Outre ce polymorphisme spécifique des biotypes, les gènes candidats à l’adaptation peuvent

présenter des expressions différentielles entre les biotypes en réponse à l’utilisation de plantes hôtes

spécifiques. Une première étude a montré que des différences d’expression liées à la spécialisation des

biotypes concernaient notamment des gènes salivaires et chimiosensoriels (Eyres et al. 2016) et que

les gènes différentiellement exprimés en fonction de la plante hôte (universelle vs « native ») ne

représentaient pas une grande proportion des différences observées entre les biotypes. Ces résultats

soulignent que les gènes différentiellement exprimés entre les biotypes et potentiellement impliqués

dans la spécialisation, ne sont pas nécessairement les mêmes que ceux qui montrent une plasticité lors

du changement entre l’hôte « natif » et l’hôte universel.
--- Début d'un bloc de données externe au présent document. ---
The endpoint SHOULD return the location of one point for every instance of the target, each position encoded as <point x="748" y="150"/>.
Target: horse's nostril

Une nouvelle étude transcriptomique a été menée récemment dans notre équipe sur des clones

appartenant aux biotypes pois et luzerne, et comparant les patrons d'expression sur l’hôte universel

Vicia faba et sur l'hôte « natif » pour chacun des deux biotypes. Les données sont en cours de traitement

mais les premiers résultats montrent très peu de gènes différentiellement exprimés en fonction de la

plante comme montré par Eyres et al. (2016), et que les plus grandes différences d’expression sont

observées entre les biotypes. Il ressort également des premières analyses que certains effecteurs

candidats identifiés à l’échelle macro-évolutive comme les familles multigéniques CRP, ACE et apN

et des gènes simples copies évoluant rapidement (notamment C002 et Ap25), sont différentiellement

exprimés entre les deux biotypes. De plus, les gènes KQY/KHI (chapitre III) présentent également des

différences d’expression dépendantes du biotype. Ces résultats préliminaires permettent d’émettre

l’hypothèse que les différents biotypes présentent des profils d’expression des gènes effecteurs

spécifiques à leur hôte, et que le fait qu’ils se développent tous sur V. faba refléterait plutôt une grande

permissivité de cet hôte qu’une plasticité des pucerons.